Hello. Im trying to get a RAG LLM to run on HF Spaces. It runs, but I get this message:
- This is a demonstration of the document retrieval component of the RAG system.
- Due to model access limitations in Hugging Face Spaces, only the document retrieval part is working.
- In a full implementation, a language model would use these retrieved documents to generate a detailed answer.
I upgraded to Pro, but the message remained. Can anyone let me know what HF service I need to subscribe to that addresses this message ?
Thank in advance
1 Like
It looks like your RAG LLM is running on Hugging Face Spaces, but model access limitations are preventing the full implementation, even after upgrading to Pro. This likely compute resources are required beyond what the Pro plan provides.
To enable the language model component, upgrading to a GPU-backed instance may be necessary.

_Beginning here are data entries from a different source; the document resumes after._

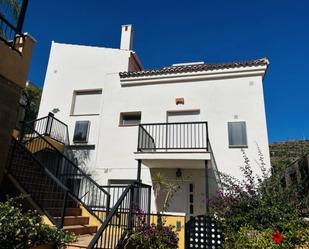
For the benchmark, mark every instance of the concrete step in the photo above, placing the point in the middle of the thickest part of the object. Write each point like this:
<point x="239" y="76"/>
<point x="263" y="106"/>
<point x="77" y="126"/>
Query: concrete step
<point x="73" y="220"/>
<point x="81" y="243"/>
<point x="68" y="211"/>
<point x="81" y="229"/>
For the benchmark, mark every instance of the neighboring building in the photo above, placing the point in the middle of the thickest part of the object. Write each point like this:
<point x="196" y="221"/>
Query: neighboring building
<point x="177" y="120"/>
<point x="15" y="54"/>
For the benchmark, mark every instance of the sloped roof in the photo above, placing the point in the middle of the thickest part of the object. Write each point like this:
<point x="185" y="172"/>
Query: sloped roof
<point x="195" y="68"/>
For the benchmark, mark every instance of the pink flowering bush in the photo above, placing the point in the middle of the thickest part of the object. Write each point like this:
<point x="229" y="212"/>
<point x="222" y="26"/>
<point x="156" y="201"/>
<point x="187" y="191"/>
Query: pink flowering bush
<point x="257" y="212"/>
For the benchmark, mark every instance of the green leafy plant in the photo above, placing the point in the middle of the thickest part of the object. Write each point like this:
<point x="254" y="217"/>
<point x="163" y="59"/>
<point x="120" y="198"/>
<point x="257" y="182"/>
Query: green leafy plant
<point x="256" y="211"/>
<point x="152" y="236"/>
<point x="24" y="229"/>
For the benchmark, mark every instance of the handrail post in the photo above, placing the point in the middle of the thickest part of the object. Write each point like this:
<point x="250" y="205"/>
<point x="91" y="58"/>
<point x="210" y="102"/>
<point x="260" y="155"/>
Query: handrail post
<point x="49" y="123"/>
<point x="108" y="201"/>
<point x="22" y="131"/>
<point x="149" y="205"/>
<point x="130" y="216"/>
<point x="138" y="138"/>
<point x="63" y="209"/>
<point x="207" y="141"/>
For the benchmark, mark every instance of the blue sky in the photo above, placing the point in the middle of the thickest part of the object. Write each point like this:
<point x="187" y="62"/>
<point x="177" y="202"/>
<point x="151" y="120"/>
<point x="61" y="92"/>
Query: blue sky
<point x="168" y="32"/>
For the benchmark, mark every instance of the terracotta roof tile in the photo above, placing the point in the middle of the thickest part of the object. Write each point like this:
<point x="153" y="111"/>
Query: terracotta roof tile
<point x="195" y="68"/>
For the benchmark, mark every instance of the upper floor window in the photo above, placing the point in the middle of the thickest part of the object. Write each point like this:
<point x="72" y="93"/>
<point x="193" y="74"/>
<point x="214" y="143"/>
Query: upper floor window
<point x="86" y="102"/>
<point x="237" y="134"/>
<point x="130" y="118"/>
<point x="81" y="131"/>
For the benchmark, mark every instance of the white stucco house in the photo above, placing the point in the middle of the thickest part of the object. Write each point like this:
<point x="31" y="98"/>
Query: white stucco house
<point x="127" y="123"/>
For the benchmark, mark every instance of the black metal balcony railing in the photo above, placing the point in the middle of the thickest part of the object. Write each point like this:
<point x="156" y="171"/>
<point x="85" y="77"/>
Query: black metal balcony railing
<point x="173" y="137"/>
<point x="49" y="126"/>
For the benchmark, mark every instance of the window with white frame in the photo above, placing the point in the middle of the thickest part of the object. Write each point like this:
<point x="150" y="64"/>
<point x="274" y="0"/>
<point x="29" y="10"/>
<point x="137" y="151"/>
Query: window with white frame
<point x="86" y="102"/>
<point x="237" y="134"/>
<point x="81" y="131"/>
<point x="130" y="118"/>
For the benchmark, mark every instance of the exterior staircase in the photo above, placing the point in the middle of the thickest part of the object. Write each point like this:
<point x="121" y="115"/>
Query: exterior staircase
<point x="41" y="164"/>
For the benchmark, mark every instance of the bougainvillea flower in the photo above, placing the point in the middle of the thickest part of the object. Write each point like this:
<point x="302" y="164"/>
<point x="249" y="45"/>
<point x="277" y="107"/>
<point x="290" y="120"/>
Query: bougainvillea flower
<point x="277" y="237"/>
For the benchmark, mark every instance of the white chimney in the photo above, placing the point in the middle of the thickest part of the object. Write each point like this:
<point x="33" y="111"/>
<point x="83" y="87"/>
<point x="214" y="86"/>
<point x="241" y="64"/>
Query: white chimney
<point x="126" y="42"/>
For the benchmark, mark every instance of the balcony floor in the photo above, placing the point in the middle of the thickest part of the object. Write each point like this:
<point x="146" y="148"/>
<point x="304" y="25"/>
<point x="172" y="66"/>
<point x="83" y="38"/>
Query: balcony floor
<point x="173" y="160"/>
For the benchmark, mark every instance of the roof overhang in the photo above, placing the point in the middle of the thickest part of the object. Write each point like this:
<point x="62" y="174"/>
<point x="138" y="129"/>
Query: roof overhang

Hugging Face offers hardware tiers ranging from ZeroGPU (included in Pro) to higher-end options like Nvidia T4, L4, or A100 GPUs.
Here’s what can be done:
- Check the current Space configuration – Open Space settings and verify the hardware allocation.
- Upgrade to a GPU-backed instance – If the Space is running on CPU, upgrading to a GPU option via the Hugging Face pricing page might resolve the issue.
- Confirm model requirements – Some models need specific hardware configurations. If unsure, checking the model documentation or forums can clarify requirements.
If upgrading the hardware doesn’t solve the problem, sharing additional details like error messages or current settings might help pinpoint the issue. Let me know if any further guidance is needed!
1 Like
Hmm… I don’t think the error message is from Hugging Face. Hugging Face is also showing an error, but…
Probably the library is not working as expected.
How about trying another service for the LLM part of RAG?